======6.2.13 Ensure users' .netrc Files are not group or world accessible (Scored)======
=====Profile Applicability=====  
<code>
Level 1 - Server
Level 1 - Workstation 
</code>

=====Description=====
While the system administrator can establish secure permissions for users' ''.netrc'' files, the users can easily override these.

=====Rationale=====
''.netrc'' files may contain unencrypted passwords that may be used to attack other systems.

=====Audit===== 
Run the following script and verify no results are returned:
<Code:bash>
#!/bin/bash 
for dir in `cat /etc/passwd | egrep -v '(root|sync|halt|shutdown)' | awk -F: '($7 != "/usr/sbin/nologin") { print $6 }'`; do
  for file in $dir/.netrc; do
    if [ ! -h "$file" -a -f "$file" ]; then
      fileperm=`ls -ld $file | cut -f1 -d" "` 
      if [ `echo $fileperm | cut -c5 ` != "-" ]; then
        echo "Group Read set on $file" 
      fi 
      if [ `echo $fileperm | cut -c6 ` != "-" ]; then
        echo "Group Write set on $file" 
      fi 
      if [ `echo $fileperm | cut -c7 ` != "-" ]; then 
        echo "Group Execute set on $file" 
      fi 
      if [ `echo $fileperm | cut -c8 ` != "-" ]; then 
        echo "Other Read set on $file" 
      fi 
      if [ `echo $fileperm | cut -c9 ` != "-" ]; then 
        echo "Other Write set on $file" 
      fi 
      if [ `echo $fileperm | cut -c10 ` != "-" ]; then 
        echo "Other Execute set on $file" 
      fi 
    fi 
  done 
done
</Code>

=====Remediation=====
Making global modifications to users' files without alerting the user community can result in unexpected outages and unhappy users.
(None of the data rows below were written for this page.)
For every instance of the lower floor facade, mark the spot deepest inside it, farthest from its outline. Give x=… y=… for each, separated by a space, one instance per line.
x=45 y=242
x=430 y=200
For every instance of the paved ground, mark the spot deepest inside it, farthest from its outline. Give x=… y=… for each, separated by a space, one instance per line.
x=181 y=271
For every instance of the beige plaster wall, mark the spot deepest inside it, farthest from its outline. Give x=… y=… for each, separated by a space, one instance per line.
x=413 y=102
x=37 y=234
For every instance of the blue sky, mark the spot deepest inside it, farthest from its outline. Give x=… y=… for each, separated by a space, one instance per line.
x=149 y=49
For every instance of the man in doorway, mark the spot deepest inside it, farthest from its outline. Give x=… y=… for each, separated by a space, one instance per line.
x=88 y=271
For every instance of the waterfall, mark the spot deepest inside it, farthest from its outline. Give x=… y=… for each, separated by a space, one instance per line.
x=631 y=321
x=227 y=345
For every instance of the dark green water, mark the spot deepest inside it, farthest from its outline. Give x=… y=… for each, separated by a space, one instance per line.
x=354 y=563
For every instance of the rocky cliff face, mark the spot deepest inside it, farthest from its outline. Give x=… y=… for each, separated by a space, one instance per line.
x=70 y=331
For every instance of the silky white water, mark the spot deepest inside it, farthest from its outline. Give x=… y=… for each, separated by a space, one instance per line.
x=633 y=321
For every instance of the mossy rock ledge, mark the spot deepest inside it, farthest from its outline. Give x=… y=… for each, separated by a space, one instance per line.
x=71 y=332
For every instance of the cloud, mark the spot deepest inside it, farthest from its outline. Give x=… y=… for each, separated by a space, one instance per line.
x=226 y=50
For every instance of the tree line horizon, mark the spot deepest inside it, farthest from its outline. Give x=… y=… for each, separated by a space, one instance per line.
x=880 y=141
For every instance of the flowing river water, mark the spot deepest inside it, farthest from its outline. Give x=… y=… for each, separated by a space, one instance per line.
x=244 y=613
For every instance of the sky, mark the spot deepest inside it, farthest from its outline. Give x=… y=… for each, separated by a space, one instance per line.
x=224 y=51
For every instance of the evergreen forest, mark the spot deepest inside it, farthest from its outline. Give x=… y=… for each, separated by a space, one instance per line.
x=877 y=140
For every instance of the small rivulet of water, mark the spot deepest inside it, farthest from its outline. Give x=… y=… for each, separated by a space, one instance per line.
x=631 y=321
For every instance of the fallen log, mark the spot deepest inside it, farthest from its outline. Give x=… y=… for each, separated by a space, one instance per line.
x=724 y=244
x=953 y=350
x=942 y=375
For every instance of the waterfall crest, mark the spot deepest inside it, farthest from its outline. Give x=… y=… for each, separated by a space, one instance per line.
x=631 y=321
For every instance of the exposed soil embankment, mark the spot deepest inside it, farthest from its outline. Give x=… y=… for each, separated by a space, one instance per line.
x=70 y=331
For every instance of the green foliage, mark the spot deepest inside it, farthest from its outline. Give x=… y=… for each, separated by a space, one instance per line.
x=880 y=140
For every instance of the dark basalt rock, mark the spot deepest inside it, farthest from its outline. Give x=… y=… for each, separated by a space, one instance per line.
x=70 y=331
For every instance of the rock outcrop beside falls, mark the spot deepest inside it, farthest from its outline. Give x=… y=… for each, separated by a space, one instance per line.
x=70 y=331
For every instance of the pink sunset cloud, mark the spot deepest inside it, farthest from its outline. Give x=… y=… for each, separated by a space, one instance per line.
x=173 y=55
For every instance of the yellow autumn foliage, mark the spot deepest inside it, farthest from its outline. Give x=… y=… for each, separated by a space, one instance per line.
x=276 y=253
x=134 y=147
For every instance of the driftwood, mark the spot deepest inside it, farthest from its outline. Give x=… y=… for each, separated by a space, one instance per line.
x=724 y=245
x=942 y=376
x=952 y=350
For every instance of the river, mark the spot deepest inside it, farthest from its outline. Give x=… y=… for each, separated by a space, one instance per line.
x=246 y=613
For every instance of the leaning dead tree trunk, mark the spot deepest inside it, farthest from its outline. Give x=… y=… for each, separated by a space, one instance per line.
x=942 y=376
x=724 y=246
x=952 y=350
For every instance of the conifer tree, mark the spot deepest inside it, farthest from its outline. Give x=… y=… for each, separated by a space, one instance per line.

Therefore, it is recommended that a monitoring policy be established to report user ''.netrc'' file permissions and determine the action to be taken in accordance with site policy.

=====Notes=====
While the complete removal of ''.netrc'' files is recommended if any are required on the system secure permissions must be applied.